Ndah Elvis, Jonckheere Veronique, Giess Adam, Valen Eivind, Menschaert Gerben, Van Damme Petra
VIB-UGent Center for Medical Biotechnology, B-9000 Ghent, Belgium.
Department of Biochemistry, Ghent University, B-9000 Ghent, Belgium.
Nucleic Acids Res. 2017 Nov 16;45(20):e168. doi: 10.1093/nar/gkx758.
Prokaryotic genome annotation is highly dependent on automated methods, as manual curation cannot keep up with the exponential growth of sequenced genomes. Current automated methods depend heavily on sequence composition and often underestimate the complexity of the proteome. We developed RibosomeE Profiling Assisted (re-)AnnotaTION (REPARATION), a de novo machine learning algorithm that takes advantage of experimental protein synthesis evidence from ribosome profiling (Ribo-seq) to delineate translated open reading frames (ORFs) in bacteria, independent of genome annotation (https://github.com/Biobix/REPARATION). REPARATION evaluates all possible ORFs in the genome and estimates minimum thresholds based on a growth curve model to screen for spurious ORFs. We applied REPARATION to three annotated bacterial species to obtain a more comprehensive mapping of their translation landscape in support of experimental data. In all cases, we identified hundreds of novel (small) ORFs including variants of previously annotated ORFs and >70% of all (variants of) annotated protein coding ORFs were predicted by REPARATION to be translated. Our predictions are supported by matching mass spectrometry proteomics data, sequence composition and conservation analysis. REPARATION is unique in that it makes use of experimental translation evidence to intrinsically perform a de novo ORF delineation in bacterial genomes irrespective of the sequence features linked to open reading frames.

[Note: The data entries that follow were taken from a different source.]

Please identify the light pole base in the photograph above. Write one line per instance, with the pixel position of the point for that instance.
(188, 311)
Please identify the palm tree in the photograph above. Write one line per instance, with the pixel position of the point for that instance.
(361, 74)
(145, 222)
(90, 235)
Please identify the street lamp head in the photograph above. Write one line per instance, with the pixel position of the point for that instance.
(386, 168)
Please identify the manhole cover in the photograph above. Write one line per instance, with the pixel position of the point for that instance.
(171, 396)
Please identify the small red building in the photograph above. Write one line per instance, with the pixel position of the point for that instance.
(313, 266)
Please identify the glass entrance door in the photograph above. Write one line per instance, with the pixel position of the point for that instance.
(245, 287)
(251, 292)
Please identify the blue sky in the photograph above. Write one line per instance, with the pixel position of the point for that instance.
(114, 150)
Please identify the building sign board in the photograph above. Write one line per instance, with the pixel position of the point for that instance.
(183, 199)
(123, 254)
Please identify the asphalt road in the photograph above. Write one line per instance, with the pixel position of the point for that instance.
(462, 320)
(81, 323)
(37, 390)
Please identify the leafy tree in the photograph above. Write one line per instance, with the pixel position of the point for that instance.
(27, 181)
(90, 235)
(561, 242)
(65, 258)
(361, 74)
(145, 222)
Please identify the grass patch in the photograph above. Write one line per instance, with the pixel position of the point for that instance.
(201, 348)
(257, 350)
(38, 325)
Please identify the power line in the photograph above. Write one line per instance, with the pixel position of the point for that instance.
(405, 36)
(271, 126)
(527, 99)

原核生物基因组注释高度依赖自动化方法,因为人工注释无法跟上测序基因组呈指数级增长的速度。当前的自动化方法严重依赖序列组成,并且常常低估蛋白质组的复杂性。我们开发了核糖体剖析辅助(重新)注释(REPARATION),这是一种从头开始的机器学习算法,它利用核糖体剖析(Ribo-seq)的实验性蛋白质合成证据来描绘细菌中已翻译的开放阅读框(ORF),而不依赖于基因组注释(https://github.com/Biobix/REPARATION)。REPARATION评估基因组中所有可能的ORF,并基于生长曲线模型估计最小阈值以筛选假阳性ORF。我们将REPARATION应用于三种已注释的细菌物种,以获得它们翻译图谱的更全面映射,以支持实验数据。在所有情况下,我们都鉴定出了数百个新的(小)ORF,包括先前注释的ORF的变体,并且REPARATION预测所有注释的蛋白质编码ORF(及其变体)中有超过70%会被翻译。我们的预测得到了匹配的质谱蛋白质组学数据、序列组成和保守性分析的支持。REPARATION的独特之处在于,它利用实验性翻译证据在细菌基因组中内在地进行从头ORF描绘,而不考虑与开放阅读框相关的序列特征。